HERESY AND THE FRIARS

The question of the character of the mediæval clergy.

84. It is natural to ask whether the commanders of the great army which made up the Church proved valiant leaders in the eternal warfare against evil. Did they, on the whole, resist the temptations which their almost limitless power and wealth constantly placed in their way? Did they use their vast resources to advance the cause of the Great Leader whose humble followers and servants they claimed to be? Or were they, on the contrary, selfish and corrupt, turning the teachings of the Church to their own advantage, and discrediting its doctrines in the eyes of the people by flagrant maladministration and personal wickedness?

The debt of western Europe to the church.

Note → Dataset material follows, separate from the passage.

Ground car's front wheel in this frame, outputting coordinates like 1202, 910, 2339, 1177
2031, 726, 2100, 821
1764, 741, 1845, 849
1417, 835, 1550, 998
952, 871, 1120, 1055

No simple answer to this question is possible. One who realizes how completely the Church dominated every human interest and influenced every department of life in the Middle Ages must hesitate to attempt to balance the good and evil to be placed to its account. That the Church conferred incalculable benefits upon western Europe, few will question. To say nothing of its chief mission,—the moral uplifting of mankind through the Christian religion,—we have seen how, under its auspices, the barbarians were civilized and brought into the family of nations, how violence was checked by the "Truce of God," and how an educated class was maintained during the centuries when few laymen could either read or write. These are only the more obvious of its achievements; the solace and protection which it afforded to the weak, the wretched, and the heart-sore, no one can assume to estimate.

The corruption of the clergy.

On the other hand, no one can read the sources of our knowledge of the history of the Church without perceiving that there were always bad clergymen who abused their high prerogatives. Many bishops and priests were no more worthy to be intrusted with their extensive powers than the unscrupulous office-seekers to whom high stations in our modern governments sometimes fall.

Tendency to exaggerate the evil in the Church.

Yet as we read the fiery denunciations of the clergy's evil practices, which may be found in the records of nearly every age, we must not forget that the critic is always prone to take the good for granted and to dwell upon the evil. This is particularly true in dealing with a great religious institution, where corruption is especially shocking. One wicked bishop, or one form of oppression or immorality among the clergy, made a far deeper impression than the humble virtues of a hundred dutiful and God-fearing priests. If, however, we make all due allowance for the good which escaped the writers of the twelfth and thirteenth centuries, it must be admitted by all who read their testimony that they give us a gloomy picture of the life of many prelates, priests, and monks, and of the startling variety of abuses which developed in the Church.